Trois points sont à retenir.

Le pre­mier concerne la par­ti­ci­pa­tion du pape aux mul­tiples com­plots tis­sés par l’opposition alle­mande – notam­ment mili­taire mais pas seule­ment – pour abattre le régime nazi. Non seule­ment Pie XII ne s’est pas contenté de regar­der ces menées de loin, mais il en est un des prin­ci­paux pro­ta­go­nistes, ser­vant d’agent de liai­son entre les oppo­sants et les Bri­tan­niques res­tés très méfiants par ailleurs. Pour les enne­mis d’Hitler, il est la réfé­rence incon­tour­nable. Du coup, on voit appa­raître un pon­tife qui n’exclut pas la mise à mort du dic­ta­teur, s’appuyant sur la théo­lo­gie du tyran­ni­cide que le magis­tère éla­bora au cours des siècles.

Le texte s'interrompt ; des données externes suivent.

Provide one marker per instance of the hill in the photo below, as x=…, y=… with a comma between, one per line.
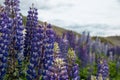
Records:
x=114, y=40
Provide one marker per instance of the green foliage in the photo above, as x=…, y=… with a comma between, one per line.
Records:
x=112, y=69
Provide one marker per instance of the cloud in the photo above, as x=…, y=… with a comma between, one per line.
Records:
x=100, y=17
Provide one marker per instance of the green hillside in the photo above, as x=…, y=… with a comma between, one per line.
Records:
x=114, y=40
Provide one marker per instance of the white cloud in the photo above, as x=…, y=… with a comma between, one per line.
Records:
x=78, y=12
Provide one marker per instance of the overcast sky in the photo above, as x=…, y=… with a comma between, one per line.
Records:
x=100, y=17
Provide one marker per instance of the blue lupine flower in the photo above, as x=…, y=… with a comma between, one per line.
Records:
x=4, y=43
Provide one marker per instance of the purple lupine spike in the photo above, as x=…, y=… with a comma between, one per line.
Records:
x=48, y=49
x=4, y=41
x=103, y=69
x=34, y=44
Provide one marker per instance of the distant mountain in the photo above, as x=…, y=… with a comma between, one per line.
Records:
x=114, y=40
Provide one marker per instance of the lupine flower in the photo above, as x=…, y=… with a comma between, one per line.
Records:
x=4, y=43
x=103, y=69
x=72, y=66
x=34, y=43
x=48, y=50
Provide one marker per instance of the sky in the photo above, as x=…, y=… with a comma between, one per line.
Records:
x=99, y=17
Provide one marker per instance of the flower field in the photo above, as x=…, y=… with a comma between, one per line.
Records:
x=34, y=51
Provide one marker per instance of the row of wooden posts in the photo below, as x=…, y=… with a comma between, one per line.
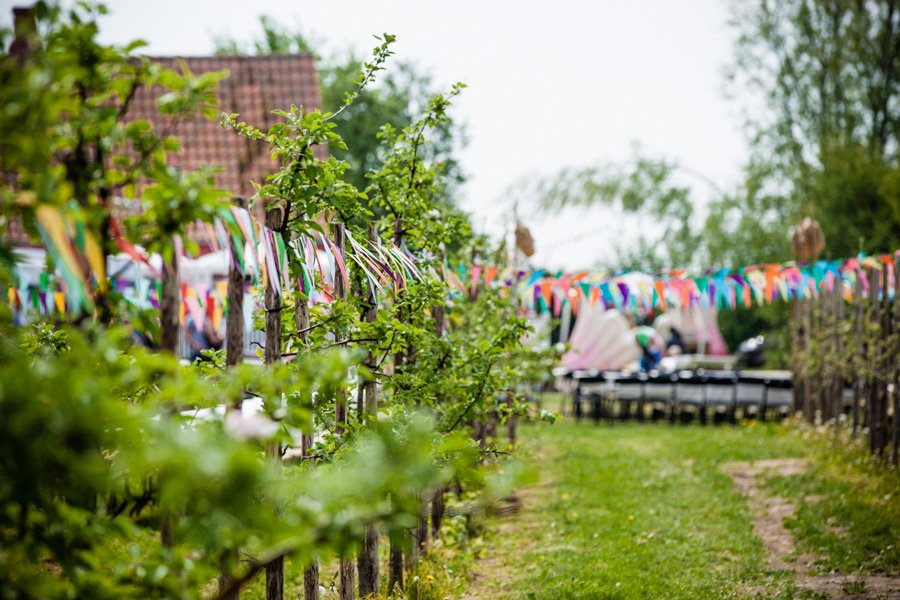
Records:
x=846, y=358
x=366, y=565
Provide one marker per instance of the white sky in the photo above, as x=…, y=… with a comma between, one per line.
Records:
x=551, y=85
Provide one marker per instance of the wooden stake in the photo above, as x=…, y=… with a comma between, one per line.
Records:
x=272, y=356
x=895, y=370
x=368, y=565
x=347, y=568
x=234, y=355
x=301, y=322
x=872, y=411
x=858, y=379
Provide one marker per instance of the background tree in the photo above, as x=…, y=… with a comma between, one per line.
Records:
x=827, y=138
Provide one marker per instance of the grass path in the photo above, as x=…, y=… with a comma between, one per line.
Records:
x=647, y=511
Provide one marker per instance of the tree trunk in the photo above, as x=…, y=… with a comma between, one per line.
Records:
x=272, y=355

L’autre élé­ment émer­geant de ces pages aussi denses que fluides inté­resse les rela­tions entre le national-socialisme et le catho­li­cisme. Bien loin de la thèse mar­xiste du « catho-fascisme », l’étude démontre la haine des nazis pour l’Eglise de Rome. Et c’est donc en toute logique que les catho­liques montent en pre­mière ligne dans le com­bat contre ce régime démo­niaque, avec bien plus de fer­veur et de force que les pro­tes­tants. Beau­coup d’entre eux le recon­naissent dès l’époque. Les pages consa­crées au com­plot de Stauf­fen­berg, par­ti­cu­liè­re­ment poi­gnantes, illus­trent le pro­ces­sus qui pousse un mili­taire, au nom de son amour du Christ et de l’Allemagne chré­tienne, à tra­hir son ser­ment et à ten­ter d’éliminer le tyran, tout en mon­trant les liens qui unit Pie XII à cette opération.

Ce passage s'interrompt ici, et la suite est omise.